L’année 2017 aura été celle où le Sénégal a perdu 4 de ses guides religieux. Cette année qui tire à sa fin a vu la disparition des deux khalifes généraux des Tidianes. Cheikh Ahmed Tidiane Sy Al Makhtoum est décédé le 15 mars 2017. A la tête de la confrérie tidiane depuis 2012, Serigne Cheikh aura marqué son règne par ses rares apparitions. Com­me son nom Al Makhtoum, il a vécu caché. Erudit mystique, Serigne Cheikh, adulé par ses disciples qui ne rataient pas ses prêches dans lesquels il touchait à tous les sujets, se sont sentis orphelins et peinés par cette disparition. Abdoul Aziz Sy Al Amine, qui a été longtemps le porte-parole de cette famille, va succéder à Al Makhtoum. Mais il ne va régner que durant 6 mois. Abdoul Aziz Sy est rappelé à Dieu le 22 septembre 2017. Un nouveau coup dur pour les talibés tidianes qui perdent un autre guide qui a été le porte-parole de la confrérie de Serigne Abdoul Aziz Sy à Cheikh Ahmed Tidiane Sy, en passant par Serigne Mansour Sy. Pas l’ombre d’un doute, Abdoul Aziz Sy avait fini de marquer les esprits des membres de cette confrérie et d’y confondre son image. Connu pour ses prises de positions tranchées, il était considéré comme un régulateur social qui jouait aux bons offices pour réconcilier des hommes politiques en brouille, ou trouver des solutions entre les syndicats et les autorités étatiques dans des périodes difficiles. A chaque fois que la situation l’exigeait, il est intervenu. Sa disparition et celle de son frère cette année ont été des moments difficiles pour les talibés, mais aussi pour beaucoup de Sénégalais qui les considéraient comme des modèles.

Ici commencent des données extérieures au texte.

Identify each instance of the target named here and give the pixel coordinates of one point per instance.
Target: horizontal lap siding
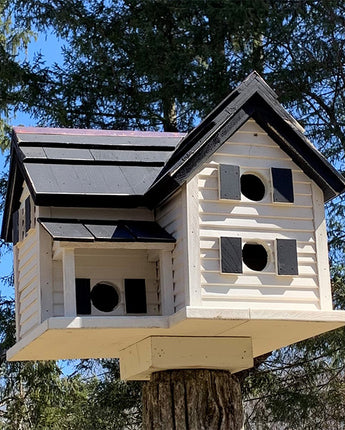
(58, 306)
(28, 284)
(261, 222)
(170, 217)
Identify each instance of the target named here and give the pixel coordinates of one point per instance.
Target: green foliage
(162, 65)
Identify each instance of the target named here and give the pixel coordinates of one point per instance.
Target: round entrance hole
(252, 187)
(254, 256)
(104, 297)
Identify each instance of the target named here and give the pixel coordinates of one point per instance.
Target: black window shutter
(282, 185)
(82, 292)
(27, 214)
(287, 257)
(135, 295)
(15, 227)
(231, 254)
(229, 182)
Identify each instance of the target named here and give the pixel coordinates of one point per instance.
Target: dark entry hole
(252, 187)
(254, 256)
(104, 297)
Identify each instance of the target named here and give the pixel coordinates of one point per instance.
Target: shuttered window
(83, 299)
(229, 182)
(231, 254)
(287, 257)
(135, 294)
(282, 185)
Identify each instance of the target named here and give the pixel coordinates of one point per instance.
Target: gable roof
(88, 168)
(100, 168)
(252, 99)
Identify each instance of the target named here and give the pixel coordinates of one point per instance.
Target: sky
(50, 47)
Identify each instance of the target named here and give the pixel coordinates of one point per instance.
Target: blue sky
(50, 47)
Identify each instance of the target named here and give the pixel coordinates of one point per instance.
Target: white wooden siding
(171, 216)
(261, 222)
(27, 280)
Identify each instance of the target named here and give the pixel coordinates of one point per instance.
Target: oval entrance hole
(104, 297)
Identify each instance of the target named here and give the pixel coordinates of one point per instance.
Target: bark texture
(192, 399)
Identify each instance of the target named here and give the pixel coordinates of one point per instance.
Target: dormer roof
(99, 168)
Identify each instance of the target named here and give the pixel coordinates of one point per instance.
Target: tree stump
(192, 399)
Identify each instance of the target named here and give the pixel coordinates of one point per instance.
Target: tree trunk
(192, 399)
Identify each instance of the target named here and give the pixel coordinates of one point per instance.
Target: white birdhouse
(170, 250)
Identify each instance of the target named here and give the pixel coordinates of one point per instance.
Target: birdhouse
(168, 250)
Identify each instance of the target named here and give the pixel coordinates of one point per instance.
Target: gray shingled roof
(95, 168)
(64, 162)
(113, 231)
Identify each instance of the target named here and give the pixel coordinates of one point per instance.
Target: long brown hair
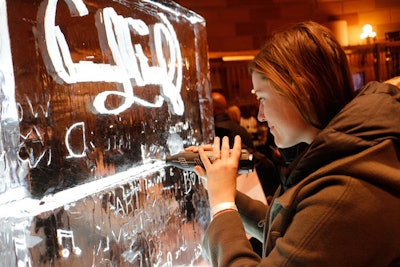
(308, 65)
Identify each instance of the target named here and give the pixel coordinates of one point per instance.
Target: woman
(340, 204)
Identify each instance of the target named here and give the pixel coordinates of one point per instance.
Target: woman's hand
(221, 173)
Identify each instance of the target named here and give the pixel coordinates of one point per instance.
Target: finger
(192, 149)
(204, 158)
(225, 149)
(217, 148)
(237, 146)
(200, 171)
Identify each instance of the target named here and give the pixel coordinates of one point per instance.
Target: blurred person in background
(339, 204)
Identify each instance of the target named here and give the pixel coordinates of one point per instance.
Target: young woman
(340, 204)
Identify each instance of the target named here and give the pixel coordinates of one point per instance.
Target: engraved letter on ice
(131, 64)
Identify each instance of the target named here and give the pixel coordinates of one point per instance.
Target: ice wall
(93, 94)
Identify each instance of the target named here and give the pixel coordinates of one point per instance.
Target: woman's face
(284, 120)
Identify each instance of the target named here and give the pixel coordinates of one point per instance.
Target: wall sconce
(368, 34)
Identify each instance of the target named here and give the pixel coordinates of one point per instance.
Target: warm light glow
(367, 32)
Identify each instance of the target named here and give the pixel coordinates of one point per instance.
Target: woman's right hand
(220, 173)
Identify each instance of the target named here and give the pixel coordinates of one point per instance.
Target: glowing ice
(93, 94)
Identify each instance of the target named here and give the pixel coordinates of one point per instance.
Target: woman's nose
(260, 115)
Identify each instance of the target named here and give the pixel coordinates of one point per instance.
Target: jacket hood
(362, 141)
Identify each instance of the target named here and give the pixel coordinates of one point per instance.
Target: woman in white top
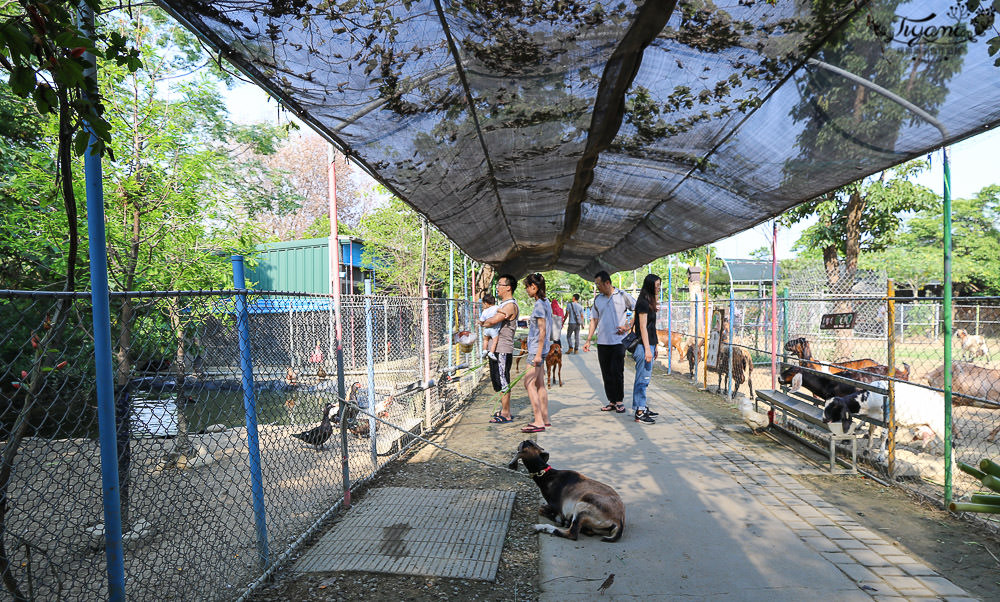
(538, 347)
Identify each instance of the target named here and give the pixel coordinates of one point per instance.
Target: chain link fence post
(250, 410)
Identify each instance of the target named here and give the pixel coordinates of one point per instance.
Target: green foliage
(884, 202)
(917, 259)
(393, 245)
(45, 49)
(190, 181)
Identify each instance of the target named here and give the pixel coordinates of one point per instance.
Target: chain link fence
(914, 341)
(189, 524)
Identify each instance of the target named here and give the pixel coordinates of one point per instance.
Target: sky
(972, 168)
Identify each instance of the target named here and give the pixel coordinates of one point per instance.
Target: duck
(318, 435)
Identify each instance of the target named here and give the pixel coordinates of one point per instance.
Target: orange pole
(708, 273)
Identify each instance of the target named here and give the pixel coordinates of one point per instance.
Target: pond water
(156, 414)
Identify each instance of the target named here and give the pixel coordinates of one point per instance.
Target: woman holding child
(539, 325)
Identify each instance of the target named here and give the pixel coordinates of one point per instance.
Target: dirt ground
(965, 553)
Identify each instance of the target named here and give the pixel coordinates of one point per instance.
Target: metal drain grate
(435, 532)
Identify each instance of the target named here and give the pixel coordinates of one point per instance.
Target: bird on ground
(753, 419)
(607, 583)
(318, 435)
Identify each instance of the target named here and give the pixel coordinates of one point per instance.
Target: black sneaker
(643, 417)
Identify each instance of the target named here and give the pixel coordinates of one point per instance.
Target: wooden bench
(810, 410)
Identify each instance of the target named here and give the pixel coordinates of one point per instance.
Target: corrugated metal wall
(304, 266)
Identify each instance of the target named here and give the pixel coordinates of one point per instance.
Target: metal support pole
(947, 328)
(890, 420)
(784, 319)
(694, 374)
(425, 329)
(250, 411)
(708, 273)
(732, 315)
(336, 330)
(370, 356)
(670, 316)
(451, 300)
(101, 307)
(774, 307)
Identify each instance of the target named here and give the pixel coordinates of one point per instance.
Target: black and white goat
(918, 410)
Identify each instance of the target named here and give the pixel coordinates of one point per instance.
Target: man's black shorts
(500, 371)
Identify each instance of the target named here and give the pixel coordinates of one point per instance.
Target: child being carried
(490, 309)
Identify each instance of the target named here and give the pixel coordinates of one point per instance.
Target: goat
(866, 369)
(917, 409)
(694, 354)
(742, 368)
(973, 345)
(742, 363)
(968, 383)
(674, 341)
(820, 386)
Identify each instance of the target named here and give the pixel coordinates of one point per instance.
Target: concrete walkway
(708, 517)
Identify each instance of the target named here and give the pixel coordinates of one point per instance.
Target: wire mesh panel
(185, 457)
(913, 455)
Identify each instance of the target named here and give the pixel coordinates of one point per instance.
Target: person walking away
(538, 347)
(558, 317)
(506, 321)
(489, 334)
(644, 354)
(574, 318)
(609, 319)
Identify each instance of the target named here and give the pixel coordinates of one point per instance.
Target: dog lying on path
(585, 505)
(553, 361)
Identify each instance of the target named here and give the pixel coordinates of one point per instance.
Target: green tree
(393, 245)
(916, 259)
(864, 216)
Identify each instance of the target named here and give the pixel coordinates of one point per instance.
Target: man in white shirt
(609, 319)
(574, 318)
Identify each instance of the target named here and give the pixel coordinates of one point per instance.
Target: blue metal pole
(451, 298)
(93, 171)
(370, 356)
(670, 316)
(250, 409)
(732, 315)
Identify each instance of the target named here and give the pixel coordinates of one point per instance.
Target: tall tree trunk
(182, 447)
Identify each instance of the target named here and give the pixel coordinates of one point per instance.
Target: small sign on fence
(837, 321)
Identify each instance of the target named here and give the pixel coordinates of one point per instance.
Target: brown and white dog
(553, 361)
(585, 505)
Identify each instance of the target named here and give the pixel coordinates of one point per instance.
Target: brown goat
(742, 368)
(968, 382)
(864, 370)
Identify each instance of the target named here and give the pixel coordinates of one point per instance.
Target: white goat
(918, 410)
(973, 345)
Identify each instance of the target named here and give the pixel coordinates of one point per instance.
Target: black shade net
(584, 135)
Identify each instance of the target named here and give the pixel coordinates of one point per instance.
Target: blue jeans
(643, 371)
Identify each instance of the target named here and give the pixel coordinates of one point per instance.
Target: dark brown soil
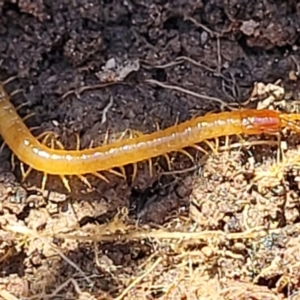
(228, 230)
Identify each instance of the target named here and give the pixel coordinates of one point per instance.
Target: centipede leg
(24, 119)
(8, 80)
(102, 177)
(184, 152)
(200, 149)
(210, 145)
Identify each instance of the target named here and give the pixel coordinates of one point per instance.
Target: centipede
(80, 162)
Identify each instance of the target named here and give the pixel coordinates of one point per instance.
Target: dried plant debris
(225, 227)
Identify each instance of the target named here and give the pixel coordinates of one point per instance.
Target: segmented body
(76, 162)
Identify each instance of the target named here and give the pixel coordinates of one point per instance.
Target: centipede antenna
(77, 141)
(12, 160)
(102, 177)
(226, 142)
(23, 172)
(123, 171)
(65, 183)
(21, 105)
(106, 137)
(134, 173)
(217, 144)
(44, 181)
(28, 116)
(167, 158)
(210, 145)
(2, 146)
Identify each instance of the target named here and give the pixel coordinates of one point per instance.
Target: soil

2017, c’est aussi l’année au cours de laquelle Pire a perdu son khalife. Moustapha Cissé, homme religieux et diplomate, est décédé le 24 juin à l’âge de 89 ans. En plus de sa casquette d’homme religieux, il a aussi servi la Nation en tant que diplomate. Il a été pendant plusieurs années ambassadeur et con­seiller spécial des Présidents Léopold Senghor et Abdou Diouf. Devenu khalife de la famille religieuse de Pire en 1990, Moustapha Cissé a eu à jouer un rôle très important dans le rayonnement du Gamou de Pire, devenu aujourd’hui un évènement religieux international. Cela a fortement contribué à l’évolution de la ville qui a bénéficié du Programme de modernisation des cités religieuses, notamment dans les secteurs des infrastructures routières avec sa voirie moderne. Moustapha Cis­sé, en plus de ses postes d’ambassadeur dans les pays arabes, a aussi eu à diriger le commissariat général au pèlerinage à la Mecque.
Autre famille religieuse en­deuillée cette année, celle de Léona Niassène avec la disparition du khalife El Hadj Ibrahima Niasse. Khalife de cette famille de 2011 à 2017, il a été rappelé à Dieu le 9 novembre à l’âge de 85 ans. Imam de la grande mosquée de Léona pendant des années, El Hadj Ibrahima Niasse a aussi supervisé les travaux de sa rénovation et de la construction de l’esplanade qui entrent dans le cadre du Programme de modernisation des cités religieuses. A travers les différents témoignages formulés après son rappel à Dieu, on retient de lui un homme de Dieu au service de sa communauté.
4 guides religieux disparus la même année, 2017 sera celle que de nombreux fidèles musulmans ne vont pas oublier. Elle fut riche en émotion si on se fie à la consternation, à l’émoi, la ferveur que l’annonce de ces différentes disparitions de chefs spirituels a suscitée. 2017 restera certainement une des plus tristes pour les familles maraboutiques.